CoCoSoDa: Effective Contrastive Learning for Code Search

Code search aims to retrieve semantically relevant code snippets for a given natural language query. Recently, many approaches employing contrastive learning have shown promising results on code representation learning and greatly improved the performance of code search. However, there is still a lot of room for improvement in using contrastive learning for code search. In this paper, we propose CoCoSoDa to effectively utilize contrastive learning for code search via two key factors in contrastive learning: data augmentation and negative samples. Specifically, soft data augmentation is to dynamically masking or replacing some tokens with their types for input sequences to generate positive samples. Momentum mechanism is used to generate large and consistent representations of negative samples in a mini-batch through maintaining a queue and a momentum encoder. In addition, multimodal contrastive learning is used to pull together representations of code-query pairs and push apart the unpaired code snippets and queries. We conduct extensive experiments to evaluate the effectiveness of our approach on a large-scale dataset with six programming languages. Experimental results show that: (1) CoCoSoDa outperforms 14 baselines and especially exceeds CodeBERT, GraphCodeBERT, and UniXcoder by 13.3%, 10.5%, and 5.9% on average MRR scores, respectively. (2) The ablation studies show the effectiveness of each component of our approach. (3) We adapt our techniques to several different pre-trained models such as RoBERTa, CodeBERT, and GraphCodeBERT and observe a significant boost in their performance in code search. (4) Our model performs robustly under different hyper-parameters. Furthermore, we perform qualitative and quantitative analyses to explore reasons behind the good performance of our model.

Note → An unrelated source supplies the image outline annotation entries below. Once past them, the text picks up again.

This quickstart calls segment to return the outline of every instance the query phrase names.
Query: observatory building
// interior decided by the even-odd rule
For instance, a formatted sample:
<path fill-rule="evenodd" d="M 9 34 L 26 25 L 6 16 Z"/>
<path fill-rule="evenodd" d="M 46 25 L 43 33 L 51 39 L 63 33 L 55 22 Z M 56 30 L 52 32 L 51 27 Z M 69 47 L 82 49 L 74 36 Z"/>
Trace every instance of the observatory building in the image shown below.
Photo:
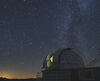
<path fill-rule="evenodd" d="M 71 48 L 46 56 L 42 67 L 44 81 L 98 81 L 100 68 L 86 67 L 82 57 Z"/>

翻译：代码搜索旨在针对给定的自然语言查询检索语义相关的代码片段。近期，许多采用对比学习的方法在代码表示学习上展现了令人期待的结果，并显著提升了代码搜索的性能。然而，在代码搜索中应用对比学习仍存在大量改进空间。本文提出CoCoSoDa，通过对比学习中的两个关键因素——数据增强和负样本——有效利用对比学习进行代码搜索。具体而言，软数据增强通过对输入序列动态掩码或替换部分词元为其类型来生成正样本；动量机制则通过维护一个队列和动量编码器，在小型批处理中生成大规模且一致的负样本表示。此外，多模态对比学习用于拉近代码-查询对的表示，并推远未配对的代码片段与查询。我们在包含六种编程语言的大规模数据集上开展了广泛实验以评估方法有效性。实验结果表明：（1）CoCoSoDa超越14个基线方法，尤其在平均MRR分数上分别超过CodeBERT、GraphCodeBERT和UniXcoder达13.3%、10.5%和5.9%。（2）消融实验验证了方法各组成部分的有效性。（3）我们将技术适配至RoBERTa、CodeBERT和GraphCodeBERT等不同预训练模型，观察到其在代码搜索性能上的显著提升。（4）模型在不同超参数下表现稳健。此外，我们通过定性和定量分析探究模型优异表现背后的原因。